Вздохнув, пошел мыться. Еще раз вздохнул — так и не озаботился завести личного камердинера, а горняшек Кэйт к помывке тела супруга не допустила, так что пришлось графине и баронессе самой сливать на меня воду.
После ужина мы с Кэйтрин проговорили полночи. Разумеется, у меня имелись более интересные планы на эту часть суток, но пока не выслушал все, что хотела сказать о моем поступке супруга, эти планы реализовать не удалось. Пришлось даже пообещать, что впредь я не стану поддаваться порыву искать приключения на то место, которое опирается на седло. Но с другой стороны — я же не обещал, что приключения сами меня не отыщут?
Но, в конце концов, мир между супругами, к их обоюдному согласию восторжествовал.
Утром, после того, как Курдула порадовала нас завтраком, Кэйт не предложила сыграть с ней партию в шахматы, а повела себя очень загадочно. Я бы даже сказал, подозрительно.
Если любимая женщина начинает ходить кругами, хитренько посматривает, скорее всего, она готовит тебе какую-то каверзу! Не такой уж я великий знаток женщин — вообще не уверен, что таковые знатоки имеются, но Кэйт я немножечко изучил. Так каверза или большая пакость?
Сейчас и выясню.
— Госпожа баронесса, — покосившись на жену, спросил я. — И что означают ваши хитрые глазки?
— Дражайший мой господин, любезный граф, — медовым голосом произнесла моя вторая половинка. — Сегодня к вам пожалуют жалобщики.

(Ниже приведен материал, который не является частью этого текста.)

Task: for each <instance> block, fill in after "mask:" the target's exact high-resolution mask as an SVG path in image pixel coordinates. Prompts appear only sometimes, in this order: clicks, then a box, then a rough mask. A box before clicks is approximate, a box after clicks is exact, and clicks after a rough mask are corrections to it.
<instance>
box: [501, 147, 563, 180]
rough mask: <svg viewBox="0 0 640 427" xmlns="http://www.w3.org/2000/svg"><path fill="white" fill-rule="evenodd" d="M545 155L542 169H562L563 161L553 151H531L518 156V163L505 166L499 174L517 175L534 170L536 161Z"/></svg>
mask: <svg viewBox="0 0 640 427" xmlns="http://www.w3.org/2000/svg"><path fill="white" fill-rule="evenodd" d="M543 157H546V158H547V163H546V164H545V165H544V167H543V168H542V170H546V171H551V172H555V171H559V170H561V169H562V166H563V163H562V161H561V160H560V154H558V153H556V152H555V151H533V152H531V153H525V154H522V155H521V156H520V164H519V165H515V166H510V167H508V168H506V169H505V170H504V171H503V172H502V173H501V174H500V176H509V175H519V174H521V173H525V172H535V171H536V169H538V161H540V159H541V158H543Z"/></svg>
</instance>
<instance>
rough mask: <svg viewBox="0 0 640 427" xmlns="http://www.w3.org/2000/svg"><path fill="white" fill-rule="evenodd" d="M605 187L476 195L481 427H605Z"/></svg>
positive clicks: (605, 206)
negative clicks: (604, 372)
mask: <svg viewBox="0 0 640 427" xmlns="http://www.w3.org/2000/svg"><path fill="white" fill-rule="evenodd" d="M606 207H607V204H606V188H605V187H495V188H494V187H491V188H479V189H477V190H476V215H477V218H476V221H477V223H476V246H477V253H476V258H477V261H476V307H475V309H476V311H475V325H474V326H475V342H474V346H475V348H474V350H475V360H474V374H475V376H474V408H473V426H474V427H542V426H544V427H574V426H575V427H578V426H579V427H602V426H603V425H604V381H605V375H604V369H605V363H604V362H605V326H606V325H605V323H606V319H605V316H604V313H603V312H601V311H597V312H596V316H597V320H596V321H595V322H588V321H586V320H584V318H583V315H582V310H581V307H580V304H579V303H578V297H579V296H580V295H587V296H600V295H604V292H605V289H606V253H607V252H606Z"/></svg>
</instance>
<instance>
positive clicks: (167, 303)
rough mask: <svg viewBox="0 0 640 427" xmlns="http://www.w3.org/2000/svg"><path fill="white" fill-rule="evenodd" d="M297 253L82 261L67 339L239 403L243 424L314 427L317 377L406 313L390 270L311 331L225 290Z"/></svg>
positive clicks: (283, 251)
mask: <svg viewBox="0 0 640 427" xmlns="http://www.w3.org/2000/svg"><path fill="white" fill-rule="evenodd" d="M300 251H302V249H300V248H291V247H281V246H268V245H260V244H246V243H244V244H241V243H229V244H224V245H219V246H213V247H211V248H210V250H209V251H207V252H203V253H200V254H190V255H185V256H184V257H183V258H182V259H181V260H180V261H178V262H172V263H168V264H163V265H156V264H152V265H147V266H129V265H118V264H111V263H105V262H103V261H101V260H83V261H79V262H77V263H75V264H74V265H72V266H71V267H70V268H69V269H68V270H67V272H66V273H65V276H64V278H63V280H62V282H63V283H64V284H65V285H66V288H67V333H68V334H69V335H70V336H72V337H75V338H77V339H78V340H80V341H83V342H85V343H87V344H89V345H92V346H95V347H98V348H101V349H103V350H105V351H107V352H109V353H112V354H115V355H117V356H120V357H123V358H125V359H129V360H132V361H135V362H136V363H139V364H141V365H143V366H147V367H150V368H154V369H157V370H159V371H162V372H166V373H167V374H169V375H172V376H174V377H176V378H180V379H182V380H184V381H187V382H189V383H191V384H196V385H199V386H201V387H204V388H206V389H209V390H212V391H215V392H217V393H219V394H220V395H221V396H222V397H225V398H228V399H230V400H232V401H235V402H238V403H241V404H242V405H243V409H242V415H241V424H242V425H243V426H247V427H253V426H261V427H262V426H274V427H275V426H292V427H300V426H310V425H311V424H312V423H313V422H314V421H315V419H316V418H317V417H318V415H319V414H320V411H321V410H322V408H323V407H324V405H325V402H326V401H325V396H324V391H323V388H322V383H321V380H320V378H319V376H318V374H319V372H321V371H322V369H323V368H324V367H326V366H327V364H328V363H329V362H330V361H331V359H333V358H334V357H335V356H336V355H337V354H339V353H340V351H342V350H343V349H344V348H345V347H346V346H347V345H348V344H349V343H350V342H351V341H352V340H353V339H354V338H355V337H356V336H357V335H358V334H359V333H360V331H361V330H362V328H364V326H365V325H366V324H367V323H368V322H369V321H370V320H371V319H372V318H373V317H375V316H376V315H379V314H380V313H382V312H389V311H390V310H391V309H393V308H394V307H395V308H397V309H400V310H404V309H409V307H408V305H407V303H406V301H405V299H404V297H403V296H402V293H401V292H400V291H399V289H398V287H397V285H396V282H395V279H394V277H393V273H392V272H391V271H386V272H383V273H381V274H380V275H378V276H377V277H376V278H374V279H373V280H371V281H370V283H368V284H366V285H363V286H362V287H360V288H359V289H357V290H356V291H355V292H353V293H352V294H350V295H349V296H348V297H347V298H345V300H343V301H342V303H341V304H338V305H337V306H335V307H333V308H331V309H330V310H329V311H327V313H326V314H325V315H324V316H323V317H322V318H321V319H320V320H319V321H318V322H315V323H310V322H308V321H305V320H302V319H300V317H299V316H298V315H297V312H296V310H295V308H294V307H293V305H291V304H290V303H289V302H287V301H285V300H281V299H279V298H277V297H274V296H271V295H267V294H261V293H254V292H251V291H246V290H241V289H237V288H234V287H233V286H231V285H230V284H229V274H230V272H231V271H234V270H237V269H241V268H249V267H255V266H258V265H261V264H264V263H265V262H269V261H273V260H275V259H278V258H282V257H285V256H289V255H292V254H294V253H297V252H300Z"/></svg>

— Жалобщики? — удивился я, прикидывая, кто же ко мне может пожаловать? Мои арендаторы ходят к хозяину земель очень редко, предпочитая разбирать все споры и ссоры самостоятельно, да я и сам не слишком люблю, когда ко мне обращаются с просьбой разрешить споры. Вот, было как-то, уже давненько, когда пришлось решать запутанный спор о меже, но я тогда нашел выход из положения. Выход отыскался случайно, но все равно, слегка возгордился — какой я умный! Но жалобщиков, дела которых необходимо разрешать, не люблю. Ведь мне придется принимать какое-то решение. А я человек добрый, поэтому могу принять и неправильное. Вон, фон Силинг уже сделал вывод, что мне нельзя поручать разрешение таких споров, потому что могу пожалеть, а судья должен быть не только неподкупным, но и безжалостным.
— Жалобщиков два, а вот ответчица у нас одна, — принялась пояснять Кэйт. — Жалобщики из моих мастеровых, а ответчица — вдова твоего арендатора.
— Так ты сама тогда и разрешай, — обрадовался я. — Раз это твои люди, ты их знаешь, тебе и судить.
— А селение моих рудокопов и мастеровых стоит на твоей земле, — парировала Кэйт. — Поэтому, согласно законов Силингии, они подлежат суду хозяина земель. И за ответчицу ты должен вступиться, как хозяин.
Обычно бывает наоборот. Женщина подает жалобу на двух мужчин. А здесь… Но разбирать тягомотину (наверняка!), все равно не хотелось.